Thursday, January 16, 2014

Pope Joan by Donna Woolfolk Cross

Synopsis: Pope Joan: A Novel, by Cross, Donna Woolfolk

My thoughts: oh, how I’ve wished for this book to be real! Not that I don’t believe in Johanna’s existence, on the contrary, but I wish that they didn’t erase all the data about her. I know this is a story made of fiction, but I want to believe that she existed. Why did they have to destroy all evidence of her just because of religion pride? Why didn’t they just hide it in the Vatican’s library in a private part that only a few knew how to find? So that those historical pieces weren’t lost?! How could they?

                Johanna was born at the same day that Carlos Magno died, January 28, 814 A.D. Hated by her father for being a woman but loved by her mother and older brother, little Johanna showed a great ability to write and read, better even than her middle brother Johannes. From that on, she showed not only those skills, but also the ability of argumentation and rhetoric, bringing her to the school of Dorstadt, where she was educated, something that for a woman in the beginning of the Middle Ages was unthinkable! However, she was bullied by her colleagues for her sex, forcing her to disguise her female characters with bandages and starting to behave like a man. When her brother Johannes was killed by Vikings, she took her chance and went for the monastery of Fulda under her brother’s name. That is just a few things that happened in the story, just to name you guys a few.

                Even though most of this was a fiction – like, how would someone (male, because female didn’t know how to write), in the Middle Ages, keep record of a girl’s childhood in a small village, as well as her life in a monastery as a man? – the more important historical facts were real. They can deny the existence of her, but I like to think that she existed.

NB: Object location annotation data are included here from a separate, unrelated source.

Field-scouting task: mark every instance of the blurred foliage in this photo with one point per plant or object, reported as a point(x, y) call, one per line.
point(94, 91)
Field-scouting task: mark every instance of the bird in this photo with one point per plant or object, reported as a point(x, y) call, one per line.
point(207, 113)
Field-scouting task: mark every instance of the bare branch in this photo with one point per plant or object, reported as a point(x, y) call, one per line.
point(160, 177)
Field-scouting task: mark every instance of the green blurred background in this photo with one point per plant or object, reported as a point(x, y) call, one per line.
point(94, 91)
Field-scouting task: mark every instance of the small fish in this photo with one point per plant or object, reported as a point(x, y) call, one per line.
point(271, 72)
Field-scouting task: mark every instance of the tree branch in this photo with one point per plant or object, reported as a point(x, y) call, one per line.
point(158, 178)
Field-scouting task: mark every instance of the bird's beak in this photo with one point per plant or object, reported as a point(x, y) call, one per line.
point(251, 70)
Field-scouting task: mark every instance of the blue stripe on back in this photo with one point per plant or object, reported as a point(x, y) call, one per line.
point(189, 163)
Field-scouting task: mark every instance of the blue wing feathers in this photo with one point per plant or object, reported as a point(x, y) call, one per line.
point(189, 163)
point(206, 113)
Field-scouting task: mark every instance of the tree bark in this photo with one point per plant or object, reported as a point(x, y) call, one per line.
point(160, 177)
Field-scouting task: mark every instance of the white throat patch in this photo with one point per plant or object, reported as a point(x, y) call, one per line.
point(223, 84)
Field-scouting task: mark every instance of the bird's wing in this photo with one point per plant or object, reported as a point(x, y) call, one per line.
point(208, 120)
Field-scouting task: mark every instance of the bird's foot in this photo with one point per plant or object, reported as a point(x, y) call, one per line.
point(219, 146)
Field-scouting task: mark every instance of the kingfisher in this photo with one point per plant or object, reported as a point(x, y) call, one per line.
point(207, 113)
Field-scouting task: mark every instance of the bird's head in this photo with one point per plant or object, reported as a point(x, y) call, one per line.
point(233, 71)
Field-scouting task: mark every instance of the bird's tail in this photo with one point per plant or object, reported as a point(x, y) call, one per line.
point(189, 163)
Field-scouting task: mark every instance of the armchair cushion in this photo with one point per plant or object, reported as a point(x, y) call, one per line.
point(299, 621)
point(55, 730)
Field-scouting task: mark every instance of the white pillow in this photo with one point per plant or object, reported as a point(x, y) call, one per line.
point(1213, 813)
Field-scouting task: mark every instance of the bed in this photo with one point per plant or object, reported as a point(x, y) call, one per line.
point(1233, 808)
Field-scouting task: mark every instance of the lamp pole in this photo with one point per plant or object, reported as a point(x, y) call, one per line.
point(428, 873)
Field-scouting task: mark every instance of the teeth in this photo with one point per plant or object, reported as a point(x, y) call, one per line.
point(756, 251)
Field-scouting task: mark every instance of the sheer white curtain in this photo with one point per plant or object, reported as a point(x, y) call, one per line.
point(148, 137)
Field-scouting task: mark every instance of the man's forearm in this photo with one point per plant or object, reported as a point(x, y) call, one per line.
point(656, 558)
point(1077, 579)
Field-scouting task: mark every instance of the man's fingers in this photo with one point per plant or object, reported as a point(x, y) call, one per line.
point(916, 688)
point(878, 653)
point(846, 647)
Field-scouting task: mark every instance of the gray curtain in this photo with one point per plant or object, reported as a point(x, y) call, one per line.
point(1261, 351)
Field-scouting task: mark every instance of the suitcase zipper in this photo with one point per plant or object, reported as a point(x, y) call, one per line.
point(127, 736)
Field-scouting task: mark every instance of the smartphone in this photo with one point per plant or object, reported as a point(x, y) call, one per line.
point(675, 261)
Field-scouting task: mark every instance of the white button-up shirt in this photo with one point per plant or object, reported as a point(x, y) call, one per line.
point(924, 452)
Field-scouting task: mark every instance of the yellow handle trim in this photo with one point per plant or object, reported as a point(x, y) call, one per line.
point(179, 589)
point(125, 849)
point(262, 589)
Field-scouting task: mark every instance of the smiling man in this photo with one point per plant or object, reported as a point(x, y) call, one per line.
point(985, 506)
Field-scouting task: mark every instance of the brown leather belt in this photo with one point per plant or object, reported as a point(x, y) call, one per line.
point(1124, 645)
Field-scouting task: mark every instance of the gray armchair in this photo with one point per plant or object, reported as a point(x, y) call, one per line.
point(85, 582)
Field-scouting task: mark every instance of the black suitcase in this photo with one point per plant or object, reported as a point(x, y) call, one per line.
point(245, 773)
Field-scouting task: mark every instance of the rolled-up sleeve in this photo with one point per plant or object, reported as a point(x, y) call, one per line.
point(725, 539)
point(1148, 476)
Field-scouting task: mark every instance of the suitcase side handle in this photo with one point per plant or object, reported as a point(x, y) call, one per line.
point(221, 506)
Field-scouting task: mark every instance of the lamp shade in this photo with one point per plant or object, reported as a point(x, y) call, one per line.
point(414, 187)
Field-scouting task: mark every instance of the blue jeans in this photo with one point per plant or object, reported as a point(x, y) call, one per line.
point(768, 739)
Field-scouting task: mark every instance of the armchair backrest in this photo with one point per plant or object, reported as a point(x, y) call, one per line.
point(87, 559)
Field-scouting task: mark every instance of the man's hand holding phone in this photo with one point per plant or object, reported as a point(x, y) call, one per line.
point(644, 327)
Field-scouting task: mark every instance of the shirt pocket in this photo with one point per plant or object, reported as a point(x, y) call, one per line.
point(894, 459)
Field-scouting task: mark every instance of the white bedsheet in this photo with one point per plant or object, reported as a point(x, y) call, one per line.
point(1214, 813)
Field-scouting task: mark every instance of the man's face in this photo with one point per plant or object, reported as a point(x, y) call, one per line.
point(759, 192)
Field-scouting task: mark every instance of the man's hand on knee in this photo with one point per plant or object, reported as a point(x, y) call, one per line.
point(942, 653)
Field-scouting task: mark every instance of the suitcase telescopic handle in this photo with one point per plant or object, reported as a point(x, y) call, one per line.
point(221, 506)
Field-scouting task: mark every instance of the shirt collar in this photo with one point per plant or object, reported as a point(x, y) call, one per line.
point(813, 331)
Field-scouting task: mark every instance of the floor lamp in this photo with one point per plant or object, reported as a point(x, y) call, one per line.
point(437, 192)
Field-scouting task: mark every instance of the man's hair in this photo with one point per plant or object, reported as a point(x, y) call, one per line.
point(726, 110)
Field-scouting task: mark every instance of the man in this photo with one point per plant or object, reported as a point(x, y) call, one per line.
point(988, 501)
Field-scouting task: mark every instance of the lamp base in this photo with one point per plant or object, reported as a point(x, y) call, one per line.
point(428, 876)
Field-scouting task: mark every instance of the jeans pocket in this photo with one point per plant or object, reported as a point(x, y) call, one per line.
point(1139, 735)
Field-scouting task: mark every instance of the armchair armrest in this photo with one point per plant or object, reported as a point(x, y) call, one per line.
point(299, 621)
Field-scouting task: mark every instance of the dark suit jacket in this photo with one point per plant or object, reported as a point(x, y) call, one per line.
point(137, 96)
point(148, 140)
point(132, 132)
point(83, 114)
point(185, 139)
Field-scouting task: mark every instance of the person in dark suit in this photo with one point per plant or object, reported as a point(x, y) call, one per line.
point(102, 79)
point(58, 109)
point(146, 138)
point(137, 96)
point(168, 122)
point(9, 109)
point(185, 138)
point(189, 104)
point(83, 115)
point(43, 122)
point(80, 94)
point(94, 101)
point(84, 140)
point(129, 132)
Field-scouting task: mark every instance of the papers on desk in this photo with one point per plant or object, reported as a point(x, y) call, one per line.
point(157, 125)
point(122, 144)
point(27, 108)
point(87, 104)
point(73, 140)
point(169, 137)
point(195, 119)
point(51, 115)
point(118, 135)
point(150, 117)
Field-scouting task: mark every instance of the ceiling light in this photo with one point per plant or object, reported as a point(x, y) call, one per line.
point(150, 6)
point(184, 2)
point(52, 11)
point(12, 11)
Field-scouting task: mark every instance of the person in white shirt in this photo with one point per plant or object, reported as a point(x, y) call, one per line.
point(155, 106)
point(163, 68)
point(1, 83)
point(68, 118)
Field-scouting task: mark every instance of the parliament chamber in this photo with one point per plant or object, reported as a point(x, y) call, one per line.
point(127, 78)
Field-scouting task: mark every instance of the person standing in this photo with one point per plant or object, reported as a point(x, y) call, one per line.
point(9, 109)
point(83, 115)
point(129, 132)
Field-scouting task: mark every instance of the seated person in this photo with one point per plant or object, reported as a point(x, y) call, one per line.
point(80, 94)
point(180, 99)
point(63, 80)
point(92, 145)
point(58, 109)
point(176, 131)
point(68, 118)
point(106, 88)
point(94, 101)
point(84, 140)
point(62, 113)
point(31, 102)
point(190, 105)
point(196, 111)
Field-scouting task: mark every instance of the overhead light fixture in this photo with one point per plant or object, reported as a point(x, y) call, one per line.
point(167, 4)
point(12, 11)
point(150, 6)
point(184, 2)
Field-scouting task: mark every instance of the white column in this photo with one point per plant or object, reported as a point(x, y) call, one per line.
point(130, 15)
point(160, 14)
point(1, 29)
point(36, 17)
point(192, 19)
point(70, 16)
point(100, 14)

                My only difficulties were with the vocabulary. The author used words related to the Vatican, such as the names of each person in the Vatican’s hierarchy, the names of the clothes the Pope’s used and the priests, making me go through the dictionary over and over, as well as looking for images at the Google. It was kind of a pain, but it is good to see how big and complex is the system of the Vatican, and there are still some words that I don’t know and never will! Another thing that was really hard for me was the Latin. Since I'm not used with the language at all, I had a hard time with it, but luckily they used to put the translated sentence right after so most of the time I could get by with it. Because of this details that were essential to the book but very difficult not just to me but I think that for many readers as well, I think that this book is more recommendable for some one well-studied or a professional like a theologist or something, but it was a great book nonetheless.

                I liked the ending, but it was a little unsatisfying. For me, a perfect ending was to see Anastacio’s execution because I don’t think that just being banned from Rome and not being able to get to his goods ever again isn’t a punishment good enough for what he did. For God’s sake, he tried to steal the Pope’s throne! Even though the Pope was dead already, it would be considered high treason and if it were the case, how could he eventually get to the librarian position? I think that they should have done his execution at public and when he was going to be punished he looked around and saw Johanna in her popery clothes and looking calmly to him. He then would have started screaming things like “witch” and “whore” and she would only move her lips and he would sooth down and dies. After all this scene, the author would right what Johanna said: “I forgive you, Anastacio, and welcome to the reins of Heaven.” The part of Arnalda could stay the same, because I liked it, but I think that this ending for Anastacio would be better than the one of him living until his eighties and something. Someone else could write the book.